Mr O Riordain called for a Green Paper which would identify economic, social and geographic criteria for assessing decentralisation proposals. He questioned the legal powers of ministers to relocate offices, given that the Public Service Management Act has made secretaries-general responsible for running departments. "What if the secretary-general of a department doesn't think it makes sense to split a department between four or five different locations? Will his views be listened to?"
He also warned that any repeat of Partnership 2000, where some groups were able to secure higher pay increases than others, would lead to the collapse of the Programme for Prosperity and Fairness. The need to curb house prices also had to be addressed, or it would be "difficult to see the current social partnership model surviving".

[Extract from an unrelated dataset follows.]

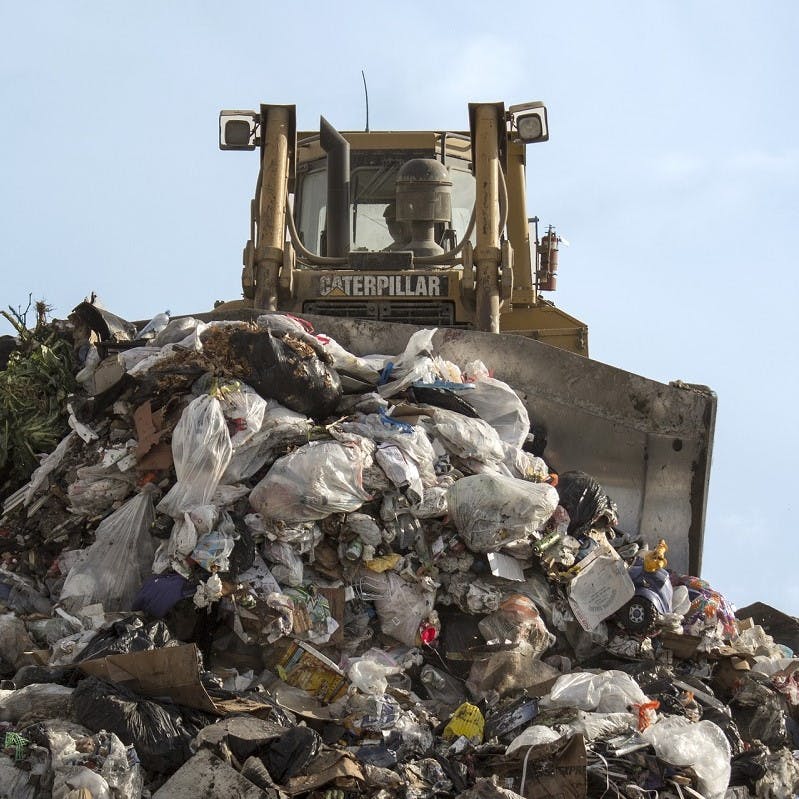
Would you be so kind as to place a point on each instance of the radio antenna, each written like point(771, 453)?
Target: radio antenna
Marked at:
point(366, 95)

The introduction of the benchmarking process for determining public sector pay might see a return to collective bargaining based on "rationality" rather than industrial power, but Mr O Riordain said that this was a new process and the jury was still out. He predicted that, given the complexities of the issues involved, it might well prove impossible to complete the benchmarking process before the end of the PPF.
He foresaw problems with the new performance management system unveiled for 30,000 civil servants by the Taoiseach, Mr Ahern, last Thursday. While the AHCPS supported the proposals in principle, he questioned the "appropriateness of one generic competency model across the Civil Service", given its complexity.